How manufacturers can win with e-commerce

Joakim Gavelin
30 October, 23

As is the case with many business processes, the pandemic was a game changer for e-commerce manufacturers. COVID-19 put the pressure on for manufacturers to elevate their digital commerce offering, taking it beyond a simple web store and a few digitally accessible catalogues.

Traditionally, manufacturers faced long selling cycles, relied heavily on face-to-face interactions, and dealt with complex ranges of specialist products. And this, combined with the fact that very little of manufacturers’ revenue comes from e-commerce, meant that many manufacturers had little interest in developing their e-commerce channels.

A digital sales wave is now starting to take over as digitalisation of customer and supply chain interactions and market share of digitally enabled products continue to grow. According to a survey among decision makers at manufacturers, digital enablement is expected to increase product sales (44 per cent), improve customer loyalty (43 per cent), and improve customer insights (41 per cent). To avoid being left behind by the competition, manufacturers need to tap into the e-commerce momentum and build for the future.

So how can manufacturers use the power of e-commerce to win?

Ensure the buying journey is frictionless

Making the e-buying experience as frictionless as possible is key in promoting online ordering. Thankfully, the vast majority of B2B decision-makers now favour digital self-service or remote human contacts as data shows that nearly 70% of B2B inquiries are now conducted on a smartphone, which means that creating mobile-friendly websites is critical.

Even the most passionate supporters of online shopping, however, will be turned off by a website that loads slowly, makes information difficult to access, or makes it difficult for users to quickly follow the status of their orders.

Checkout and payment procedures are a major part of the customer experience as 17% of cart abandonments occur as a result of a difficult or drawn-out checkout process. To manage purchase orders, organisational approvals, one-click ordering, and immediate payments, manufacturers need to implement effective online workflows, ensuring that all implementation and post-sale obligations are clear to buyers through the procedure.

Build a true omnichannel experience

The onslaught of data and new digital channels have drastically altered the B2B buying process. This gives manufacturers more opportunities than ever to win over clients and close deals. In the coming years, businesses hope to move up to 60% of their sales online. However, in order to get this outcome, they must first develop a B2B omnichannel strategy.

Before making a purchase, B2B buyers typically interact with companies at eight different touchpoints. Consistency and quality of experience are given top priority in a solid B2B e-commerce strategy across all touchpoints. That includes all online shops, markets, social media platforms, and really any other way that customers interact with businesses. This will encourage a “sell everywhere” approach.

When considering omnichannel strategies, consistency of information is crucial. Getting the correct data in front of the right audience is essential whether developing a direct online sales channel or the so-called “Ro/Po” where customers use websites for research prior to an offline sale. Only then can manufacturers promote an e-commerce experience that is genuinely multichannel.

Develop interactive content and tools

The truth is that some products are simply much more complex than others. These difficulties in manufacturing were formerly resolved by specialised, face-to-face sales. Nowadays, manufacturers need to utilise guided selling with the most up-to-date visualisation tools on the digital shelf, such as 3D configurators, virtual photography, drawings and diagrams, ROI calculators, and video tutorials.

Customers may find it easier to match products and item qualities thanks to these technologies. By doing this, self-service transactions may be supported, and conversion rates can rise.

Another excellent method to up the e-commerce game is to offer personalised content gateway. According to a recent study, 86% of B2B buyers felt overloaded with content. Equally, nearly 40% of respondents to the same survey claimed the information still left them with unanswered questions. The amount of content noise can be greatly reduced by using a personalised portal as it guarantees the delivery of the appropriate information at the appropriate time and may even encourage post-sale opportunities like cross-selling and up-selling.

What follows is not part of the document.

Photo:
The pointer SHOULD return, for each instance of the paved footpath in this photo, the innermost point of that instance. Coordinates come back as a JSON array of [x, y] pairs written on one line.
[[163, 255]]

Provide accurate product information

Even the most eager customers may become disenchanted if the product information is outdated, difficult to find, or incorrect. In fact, according to a study of UK-based decision-makers, 26% of them think the “biggest obstacle” to choosing a reliable supplier is erroneous product information. Manufacturers may find it difficult to establish remote customer interactions without clear and accurate information being freely available.

Keeping track of all the moving pieces in a large, dynamic, or complicated product ecosystem can be challenging. Fortunately, an efficient product information management (PIM) platform can help in maintaining control as all product information comes from a single source.

Implementing a PIM platform such as inriver ensures that all product content will be accurate and consistent across all channels. Each digital touchpoint will be optimised for conversion thanks to features like product data syndication (PDS) and digital shelf analytics (DSA), which are game-changing capabilities.